La prima volta che si parlò di un muro a Berlino fu il 15 giugno del 1961. Fu Walter Ulbricht, allora segretario del partito comunista della Repubblica Democratica Tedesca (DDR) e suo presidente del consiglio, che pronunciò in conferenza stampa una frase destinata a divenire storica: «Niemand hat die Absicht, eine Mauer zu errichten». Nessuno ha intenzione di costruire un muro, disse Ulbricht pronunciando per la prima volta la parola muro in un discorso ufficiale. Nemmeno due mesi dopo, il 13 agosto, i tedeschi dell’Est cominciarono a costruire un muro, che da allora al 1989 avrebbe circondato la parte «occidentale» della capitale, quella che gli accordi del dopoguerra avevano consegnato al controllo degli alleati.



 



 

IL BUCO NELLA CORTINA DI FERRO – Poco più di 100 chilometri di barriera destinata negli anni ad essere irrobustita e fortificata, un muro che separerà i berlinesi dai berlinesi e dai dintorni di quella che dopo la Seconda Guerra Mondiale era diventata la preda più contesa delle potenze vincitrici. Un muro che aveva lo scopo di chiudere una falla in quella «cortina di ferro» che, preannunciata da Winston Churchill nel 1946 nelle forme del controllo sovietico sull’Europa Orientale, si era ormai solidificata in un sistema di controllo sociale che impediva la libertà di movimento dei cittadini dell’Europa Orientale, su tutte quella d’espatriare.

 

 

DA MURO A MURAGLIA – Alla fine il muro diventerà un’opera imponente, incorporando una striscia di terreno libero detta «striscia della morte», un fossato anticarro, 302 torri di guardia, 20 bunker e una strada per il pattugliamento, assolvendo egregiamente alla sua funzione di deterrente contro l’emigrazione dei tedeschi dell’Est e degli altri cittadini del Patto di Varsavia. Il muro fu battezzato dal governo di Berlino con il nome di «Barriera di protezione antifascista» anche se non serviva per niente a bloccare i tedeschi dell’Ovest, che potevano attraversarlo, ma a tener dentro quelli dell’Est, che negli anni del dopoguerra avevano fuggito in massa il paradiso socialista e si erano trasferiti a Ovest. Le persone uccise mentre cercavano di superare il muro nei quasi trent’anni della sua esistenza variano secondo le stime tra poco più di cento e duecento e circa cinquemila sono stati i tentativi censiti di attraversarlo in tutto. Numeri modesti se confrontati con quella che fu l’emorragia che spinse i sovietici a ordinare la costruzione del muro o anche solo con la popolazione della capitale.
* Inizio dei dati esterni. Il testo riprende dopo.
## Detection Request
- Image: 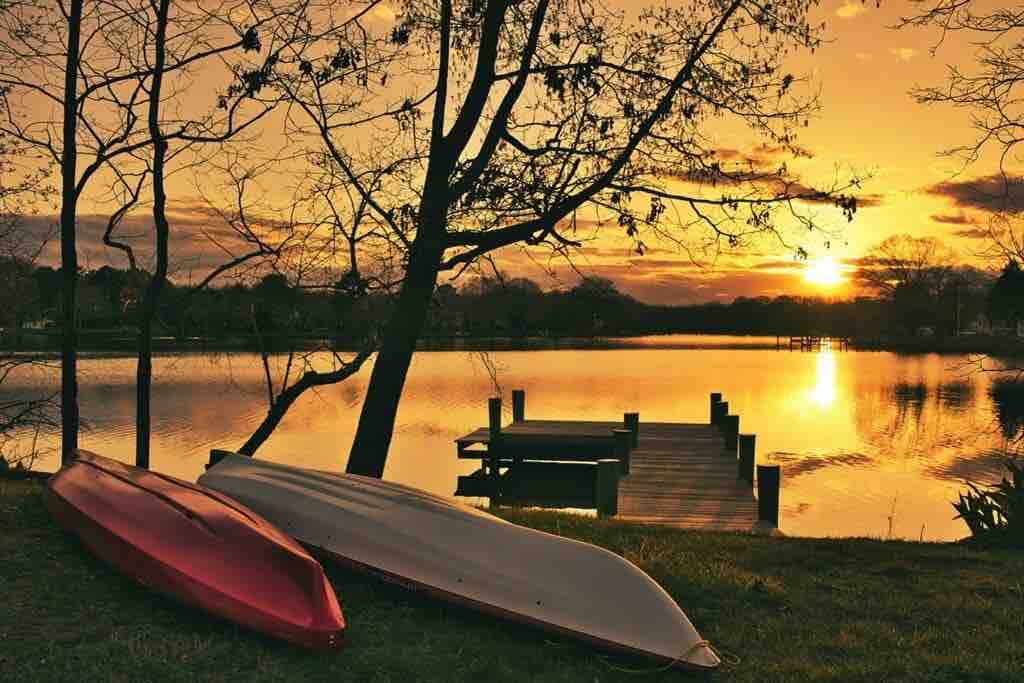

LA REPUBBLICA DEMOCRATICA TEDESCA – La costituzione della DDR era stata dichiarata nell’ottobre 1949, dopo che la prova di forza con la quale Stalin nel ’48aveva decretato il blocco di Berlino era stata vinta dagli alleati, che lo avevano vanificato con un ponte aereo, inducendo Stalin a revocarlo nel maggio del ’49. Dietro alla proclamazione della Repubblica Democratica Tedesca stava un trattato segreto con il quale i sovietici concedevano autonomia amministrativa ai tedeschi dell’Est, ma nessuna autonomia, mantenendo di fatto l’assoluto controllo sulla vita politica e sul governo del paese, in particolare del partito, della polizia e delle forze armate. La Germania era e sarebbe rimasta a lungo il fronte per eccellenza, il confine che ha diviso le armate della NATO e del Patto di Varsavia in Europa, e spaccato in due quel che di tedesco era rimasto del Reich hitleriano.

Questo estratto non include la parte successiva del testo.